Adultery is a common word in today’s era. Almost every individual is aware of a general description of the term. Adultery in common parlance means extramarital sex. Section 497 of the Indian Penal Code defines adultery as, “Whoever has sexual intercourse with a person who is and whom he knows, or has reason to believe to be the wife of another man, without the consent or connivance of that man, such sexual intercourse not amounting to the offence of rape, is guilty of the offence of adultery, and shall be punished with imprisonment of either description for a term which may extend to five years, or with fine, or with both. In such case the wife shall not be punishable as an abettor.” Adultery is a criminal offence in India, whereas most of the countries have decriminalized it.
Recently, Joseph Shine, through advocate Suvidutt Sundaram, challenged the constitutionality of Section 497 of IPC read with Section 198(2) of CrPC by filing a PIL in front of a three- judge bench. The question raised by him in the PIL was regarding the exception of women from the punishment for a wrongful act done by both the man and the women with regard to adultery.
Many people feel that the entire adultery law in India should be decriminalized. Some of the reasons to support their arguments are as follows:
- First, sexual intercourse between a man and woman who are mature in age is a private matter of the individuals. Also, in an adulterous relation, it is an equal decision of both the man and the woman; hence both are at fault. Therefore, punishing only the adulterer and excluding the adulteress with the statement that man is the seducer seems to be quite vague and not convincing in the modern era.
- Second, the definition of Section 497 of IPC itself is unconstitutional because women are treated to be men’s property rather than an equal individual to men. The part of the definition where it states, “without the consent of man” proves the point that having sexual intercourse outside marriage with the consent of the husband by the wife is allowed.
- Third, it is an offence only when a married woman has sexual intercourse with another man other than her husband, but it has not been mentioned to be an offence in cases where a married man has intercourse with a woman outside the marital relationship, which again shows gender bias.

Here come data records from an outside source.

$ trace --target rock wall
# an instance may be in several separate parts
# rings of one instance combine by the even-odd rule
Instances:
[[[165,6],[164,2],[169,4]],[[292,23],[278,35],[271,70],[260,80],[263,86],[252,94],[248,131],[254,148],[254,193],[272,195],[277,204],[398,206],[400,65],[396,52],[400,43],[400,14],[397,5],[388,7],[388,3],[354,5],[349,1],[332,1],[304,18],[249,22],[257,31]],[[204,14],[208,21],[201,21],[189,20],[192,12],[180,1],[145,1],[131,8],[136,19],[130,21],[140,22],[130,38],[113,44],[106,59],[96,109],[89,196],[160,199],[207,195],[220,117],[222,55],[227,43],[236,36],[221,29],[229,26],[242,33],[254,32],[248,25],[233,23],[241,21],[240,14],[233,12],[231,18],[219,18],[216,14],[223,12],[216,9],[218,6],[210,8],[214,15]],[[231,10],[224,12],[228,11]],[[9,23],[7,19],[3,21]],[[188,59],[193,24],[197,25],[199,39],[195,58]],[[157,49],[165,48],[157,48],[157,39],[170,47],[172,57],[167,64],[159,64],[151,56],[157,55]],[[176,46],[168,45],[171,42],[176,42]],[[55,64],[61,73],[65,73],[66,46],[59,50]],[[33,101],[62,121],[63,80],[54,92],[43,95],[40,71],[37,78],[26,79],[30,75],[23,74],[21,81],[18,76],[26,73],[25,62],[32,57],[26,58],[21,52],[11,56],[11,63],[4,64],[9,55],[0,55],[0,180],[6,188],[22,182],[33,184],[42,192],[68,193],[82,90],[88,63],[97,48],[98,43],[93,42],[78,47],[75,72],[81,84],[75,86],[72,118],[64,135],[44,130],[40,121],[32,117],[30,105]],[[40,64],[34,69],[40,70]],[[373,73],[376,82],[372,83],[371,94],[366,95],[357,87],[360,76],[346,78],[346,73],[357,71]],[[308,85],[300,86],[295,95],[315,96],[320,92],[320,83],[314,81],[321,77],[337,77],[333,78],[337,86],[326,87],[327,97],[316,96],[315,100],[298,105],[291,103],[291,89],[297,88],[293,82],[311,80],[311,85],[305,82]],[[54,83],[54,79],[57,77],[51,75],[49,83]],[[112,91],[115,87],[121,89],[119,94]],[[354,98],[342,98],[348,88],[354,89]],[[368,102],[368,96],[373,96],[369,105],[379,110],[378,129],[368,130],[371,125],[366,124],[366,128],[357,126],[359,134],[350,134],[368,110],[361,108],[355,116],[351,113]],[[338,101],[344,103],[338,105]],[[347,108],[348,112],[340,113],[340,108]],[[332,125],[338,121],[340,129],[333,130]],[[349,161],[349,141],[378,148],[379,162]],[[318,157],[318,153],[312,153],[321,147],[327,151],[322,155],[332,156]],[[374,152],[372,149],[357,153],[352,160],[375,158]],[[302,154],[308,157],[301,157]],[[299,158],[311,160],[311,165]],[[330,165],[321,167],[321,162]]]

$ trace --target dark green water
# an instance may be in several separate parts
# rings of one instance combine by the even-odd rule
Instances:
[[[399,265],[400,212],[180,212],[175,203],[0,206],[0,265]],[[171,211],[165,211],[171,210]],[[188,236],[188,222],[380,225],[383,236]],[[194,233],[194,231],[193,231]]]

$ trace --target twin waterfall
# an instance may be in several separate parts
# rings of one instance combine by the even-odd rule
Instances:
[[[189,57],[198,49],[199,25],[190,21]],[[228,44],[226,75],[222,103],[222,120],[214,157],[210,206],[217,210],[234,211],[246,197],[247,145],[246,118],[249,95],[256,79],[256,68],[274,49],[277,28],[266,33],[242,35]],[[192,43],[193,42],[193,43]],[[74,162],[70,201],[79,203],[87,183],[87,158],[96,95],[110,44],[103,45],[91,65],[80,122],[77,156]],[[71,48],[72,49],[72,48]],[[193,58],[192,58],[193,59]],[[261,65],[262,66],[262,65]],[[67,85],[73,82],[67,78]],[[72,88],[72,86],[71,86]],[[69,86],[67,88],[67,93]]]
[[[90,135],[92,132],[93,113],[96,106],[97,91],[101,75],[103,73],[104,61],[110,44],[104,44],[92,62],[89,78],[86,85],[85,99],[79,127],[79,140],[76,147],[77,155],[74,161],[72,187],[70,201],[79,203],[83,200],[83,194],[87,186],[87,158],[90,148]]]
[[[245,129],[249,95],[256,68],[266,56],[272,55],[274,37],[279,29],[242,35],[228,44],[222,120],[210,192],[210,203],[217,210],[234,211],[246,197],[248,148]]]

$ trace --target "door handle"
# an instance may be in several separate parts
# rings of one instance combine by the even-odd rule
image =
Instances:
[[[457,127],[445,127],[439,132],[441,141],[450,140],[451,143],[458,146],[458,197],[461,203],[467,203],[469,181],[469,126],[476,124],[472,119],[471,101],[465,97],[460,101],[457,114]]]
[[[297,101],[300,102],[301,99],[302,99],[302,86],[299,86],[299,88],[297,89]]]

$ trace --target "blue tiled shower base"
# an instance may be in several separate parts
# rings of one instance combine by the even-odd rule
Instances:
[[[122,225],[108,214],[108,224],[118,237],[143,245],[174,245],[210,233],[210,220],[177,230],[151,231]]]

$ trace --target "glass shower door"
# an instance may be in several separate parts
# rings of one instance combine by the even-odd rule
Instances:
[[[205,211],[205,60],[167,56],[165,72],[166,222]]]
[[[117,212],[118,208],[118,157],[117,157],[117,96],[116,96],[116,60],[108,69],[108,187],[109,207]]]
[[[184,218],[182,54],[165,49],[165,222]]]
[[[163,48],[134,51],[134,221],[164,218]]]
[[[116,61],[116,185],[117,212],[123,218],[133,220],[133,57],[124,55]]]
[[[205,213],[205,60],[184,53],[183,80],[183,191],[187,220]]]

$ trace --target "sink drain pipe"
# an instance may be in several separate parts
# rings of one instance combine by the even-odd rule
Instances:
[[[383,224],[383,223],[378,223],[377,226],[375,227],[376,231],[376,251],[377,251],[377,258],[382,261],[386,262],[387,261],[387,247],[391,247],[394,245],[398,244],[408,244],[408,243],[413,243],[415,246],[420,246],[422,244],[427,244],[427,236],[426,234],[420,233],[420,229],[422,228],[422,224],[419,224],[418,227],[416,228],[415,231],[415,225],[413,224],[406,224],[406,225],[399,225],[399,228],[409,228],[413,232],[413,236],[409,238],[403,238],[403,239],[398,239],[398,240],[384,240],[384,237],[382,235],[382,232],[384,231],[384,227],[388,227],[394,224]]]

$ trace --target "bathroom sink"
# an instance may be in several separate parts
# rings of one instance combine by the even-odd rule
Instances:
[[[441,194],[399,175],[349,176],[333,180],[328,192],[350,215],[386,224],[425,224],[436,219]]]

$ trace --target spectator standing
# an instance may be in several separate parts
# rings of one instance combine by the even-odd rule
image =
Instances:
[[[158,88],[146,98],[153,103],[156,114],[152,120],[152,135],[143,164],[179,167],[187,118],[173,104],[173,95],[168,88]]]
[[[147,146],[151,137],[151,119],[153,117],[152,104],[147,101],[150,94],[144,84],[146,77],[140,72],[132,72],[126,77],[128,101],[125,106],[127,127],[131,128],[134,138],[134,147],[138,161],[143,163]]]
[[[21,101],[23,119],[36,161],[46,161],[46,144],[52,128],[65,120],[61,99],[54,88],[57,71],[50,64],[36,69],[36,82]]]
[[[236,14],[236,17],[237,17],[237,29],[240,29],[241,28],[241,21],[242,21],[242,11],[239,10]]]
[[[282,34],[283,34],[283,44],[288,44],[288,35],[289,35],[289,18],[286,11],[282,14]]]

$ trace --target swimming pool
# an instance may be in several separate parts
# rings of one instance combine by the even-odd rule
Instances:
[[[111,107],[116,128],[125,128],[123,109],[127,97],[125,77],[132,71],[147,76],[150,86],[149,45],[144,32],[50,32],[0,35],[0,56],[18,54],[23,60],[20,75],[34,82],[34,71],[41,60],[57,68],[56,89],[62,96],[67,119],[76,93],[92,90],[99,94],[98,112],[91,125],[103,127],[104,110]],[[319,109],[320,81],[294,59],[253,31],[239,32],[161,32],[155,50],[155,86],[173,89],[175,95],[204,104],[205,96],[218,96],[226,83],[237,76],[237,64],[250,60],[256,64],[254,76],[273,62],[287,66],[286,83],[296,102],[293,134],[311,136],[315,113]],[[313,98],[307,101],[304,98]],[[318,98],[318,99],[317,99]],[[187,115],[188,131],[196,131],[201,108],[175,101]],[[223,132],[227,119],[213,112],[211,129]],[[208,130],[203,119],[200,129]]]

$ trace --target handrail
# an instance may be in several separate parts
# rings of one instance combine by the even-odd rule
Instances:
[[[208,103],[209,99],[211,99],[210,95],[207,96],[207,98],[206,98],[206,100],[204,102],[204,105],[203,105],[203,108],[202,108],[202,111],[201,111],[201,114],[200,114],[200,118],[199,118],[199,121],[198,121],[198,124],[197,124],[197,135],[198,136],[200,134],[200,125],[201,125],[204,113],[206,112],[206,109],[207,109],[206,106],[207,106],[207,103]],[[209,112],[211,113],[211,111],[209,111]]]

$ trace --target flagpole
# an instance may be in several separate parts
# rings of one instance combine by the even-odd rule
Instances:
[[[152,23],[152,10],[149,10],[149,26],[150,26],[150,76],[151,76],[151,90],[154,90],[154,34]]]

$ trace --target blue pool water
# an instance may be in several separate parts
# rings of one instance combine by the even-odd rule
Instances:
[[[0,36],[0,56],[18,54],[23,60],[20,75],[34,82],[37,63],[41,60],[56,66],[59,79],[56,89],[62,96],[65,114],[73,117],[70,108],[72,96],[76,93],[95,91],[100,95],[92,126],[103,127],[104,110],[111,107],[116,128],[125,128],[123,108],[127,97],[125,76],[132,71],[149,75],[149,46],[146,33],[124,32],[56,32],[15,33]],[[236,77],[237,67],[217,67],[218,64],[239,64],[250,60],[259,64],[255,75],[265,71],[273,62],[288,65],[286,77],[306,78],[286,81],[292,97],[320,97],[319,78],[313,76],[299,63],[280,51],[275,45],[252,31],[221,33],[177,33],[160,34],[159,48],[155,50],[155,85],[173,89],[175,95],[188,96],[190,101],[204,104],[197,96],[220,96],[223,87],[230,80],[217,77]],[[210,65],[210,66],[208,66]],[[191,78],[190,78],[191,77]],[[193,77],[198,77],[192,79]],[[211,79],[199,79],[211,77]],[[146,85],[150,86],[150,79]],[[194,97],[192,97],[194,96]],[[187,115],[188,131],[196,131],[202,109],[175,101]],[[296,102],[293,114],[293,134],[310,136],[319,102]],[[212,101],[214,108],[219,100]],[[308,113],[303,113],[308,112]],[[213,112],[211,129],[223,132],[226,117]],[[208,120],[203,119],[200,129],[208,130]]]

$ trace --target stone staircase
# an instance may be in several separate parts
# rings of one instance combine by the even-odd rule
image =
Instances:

Therefore, the law entirely is unconstitutional and shows a lot of gender discrimination. Also, having sexual relationship is not something which the government or any other person completely unrelated to it has a say in. Adultery being a ground for divorce is justified in the sense that when the wife or husband has sexual intercourse with another man or woman, their spouse do have a say in whether she or he wants to continue the relation or not as long as it is a ground for divorce for both men and women. But punishing just the man for having sexual intercourse with married women is not justified. There may be cases were the initiation for the adulterous relationship came from the women or the adulterer was unaware of the marriage. When the decision is from two matured individuals who have full knowledge about the consequence of their act, there is no crime.
The world is advancing in all possible ways. Men and women both want equal status and rights. A woman is no longer meant to be inside the four walls. There is no rational reasoning that can be given to the definition given under Section 497 of IPC. Hence, adultery should not be criminalized and should just be a ground for divorce. Thus, the entire section needs a relook.